This essay is part of the Great Lakes Review’s Narrative Map project.
I grew up in a bucolic little Ohio Township, less than a mile from a 540-acre lake, created by the Goodyear Tire and Rubber Company in 1916 to create a water supply for its manufacturing operations.
Almost every day in the spring and summer, my younger brother and I rode our bikes to the lake, through our neighborhood, past whispering corn fields planted to the edge of the road.
We sped past the white house with the biting dogs where the farmer had murdered his wife and burned her remains in a barrel; pedaled past the compound of rotting double-wide trailers where the occupants raised a couple dozen goats on a tiny fenced-in plot.

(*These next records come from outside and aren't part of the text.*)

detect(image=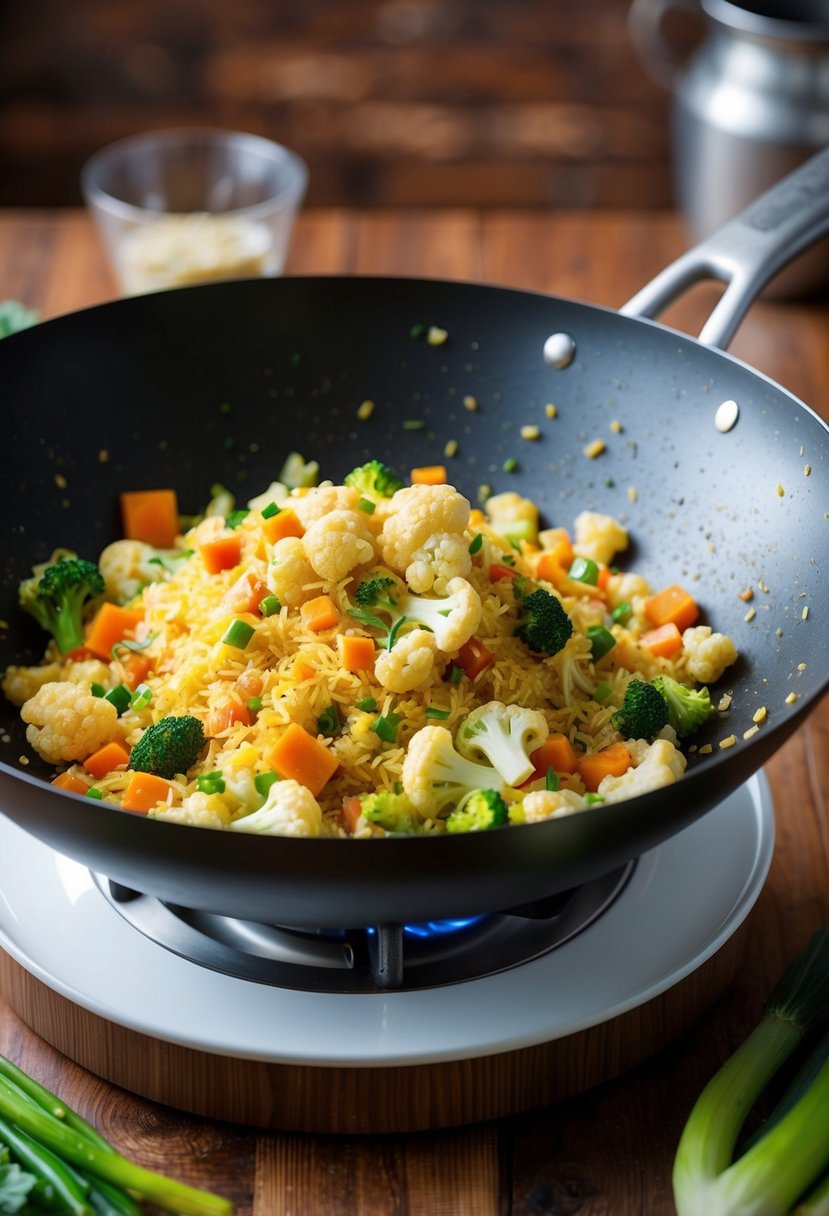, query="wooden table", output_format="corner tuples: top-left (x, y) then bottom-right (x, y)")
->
(0, 210), (829, 1216)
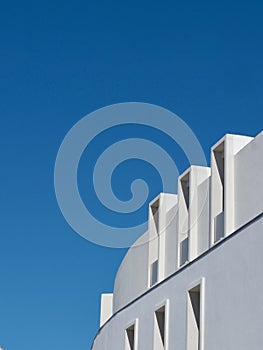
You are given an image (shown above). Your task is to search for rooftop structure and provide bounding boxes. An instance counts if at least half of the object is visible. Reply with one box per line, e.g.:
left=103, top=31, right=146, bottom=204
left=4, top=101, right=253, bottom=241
left=92, top=132, right=263, bottom=350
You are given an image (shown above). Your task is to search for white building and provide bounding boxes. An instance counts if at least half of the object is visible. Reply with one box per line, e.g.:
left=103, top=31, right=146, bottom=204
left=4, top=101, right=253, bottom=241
left=92, top=132, right=263, bottom=350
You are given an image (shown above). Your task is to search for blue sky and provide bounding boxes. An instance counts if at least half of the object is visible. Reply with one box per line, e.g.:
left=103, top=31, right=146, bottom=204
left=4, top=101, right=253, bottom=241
left=0, top=0, right=263, bottom=350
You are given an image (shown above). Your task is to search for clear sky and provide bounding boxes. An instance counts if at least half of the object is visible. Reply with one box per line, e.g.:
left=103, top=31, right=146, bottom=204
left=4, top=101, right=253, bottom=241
left=0, top=0, right=263, bottom=350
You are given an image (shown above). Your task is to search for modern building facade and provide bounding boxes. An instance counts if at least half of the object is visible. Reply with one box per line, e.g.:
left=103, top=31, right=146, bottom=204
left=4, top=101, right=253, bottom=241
left=92, top=132, right=263, bottom=350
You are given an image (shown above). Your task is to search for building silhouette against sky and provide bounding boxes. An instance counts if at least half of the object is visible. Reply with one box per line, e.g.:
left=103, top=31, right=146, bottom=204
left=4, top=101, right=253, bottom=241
left=92, top=132, right=263, bottom=350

We left our bikes where the train tracks crossed the road, and trespassed on the rails, listening to the frogs and red-winged blackbirds calling in the lily pads. The lake sprawled under the trackbed, under the ballast, spilled even further across the road, a wetland seeping toward our house.
We brought our fishing poles to catch bluegills and crappie and the occasional largemouth bass. We caught bullhead catfish, little olive green slime cats with flopping whiskers. We caught perch, runty and stunted and covered in black spots that suggested mold.

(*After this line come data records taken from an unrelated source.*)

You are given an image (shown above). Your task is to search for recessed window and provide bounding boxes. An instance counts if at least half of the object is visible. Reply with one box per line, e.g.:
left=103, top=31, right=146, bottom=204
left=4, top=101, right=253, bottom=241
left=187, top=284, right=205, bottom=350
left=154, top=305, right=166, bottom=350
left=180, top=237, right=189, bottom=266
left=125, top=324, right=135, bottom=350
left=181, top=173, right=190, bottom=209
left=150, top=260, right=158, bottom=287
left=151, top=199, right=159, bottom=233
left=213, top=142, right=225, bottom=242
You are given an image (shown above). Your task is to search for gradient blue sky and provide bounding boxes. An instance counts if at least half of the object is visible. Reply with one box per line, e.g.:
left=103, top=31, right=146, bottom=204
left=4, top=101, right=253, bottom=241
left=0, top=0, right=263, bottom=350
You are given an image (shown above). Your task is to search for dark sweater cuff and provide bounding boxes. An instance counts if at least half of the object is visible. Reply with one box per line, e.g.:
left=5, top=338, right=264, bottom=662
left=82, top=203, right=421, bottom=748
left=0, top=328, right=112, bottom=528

Railroad men had yelled at us from slowly passing trains, warning us for trespassing, but we never considered their threats to be serious or worth heeding. The lake was ours.
The summer after I graduated from Kent State University, the year I thought I was leaving Ohio for good, my brother and I set a trotline on the bank of Wingfoot Lake — five bluegill heads, threaded on barbed hooks, strung along a nylon rope, anchored to shoreline with a metal spike.
The next day we found the line pulled taught, and dragged twenty-five pounds of mud-black snapping turtle to the bank, thrashing in muck, tail and legs flailing as we pulled the cord hand-over-hand.
We prodded the huge and angry reptile into a large plastic tub and took it to our parents’ house.
I was going through a neoshamanism phase, and intended to eat the damn thing and wear its claws around my neck. But my brother and I were a generation removed from eating foraged reptiles and had only the vaguest concepts of what to do next.
We spilled the giant turtle out onto my parent’s backyard, the black rubbery monster wallowing in my dad’s lush grass. My brother goaded the turtle with a broom handle until it violently latched onto the stick, and he stretched its neck out to full extension. I stood off to the side with my father’s axe raised, and brought it down, chopping its head off in a clean motion.
Then I strung a rope around its tail, and hung it upside down from a tree branch in the woods overnight.
We took to it the next morning with Buck knives and found its headless body still alive.
The snapper clawed my arms as I cut it down from the tree, and then pried its shell apart – jamming the Buck knife between the plastron and carapace, leveraging against its frantic scrabbling. It seemed to grab my wrists as I struggled to pull it apart.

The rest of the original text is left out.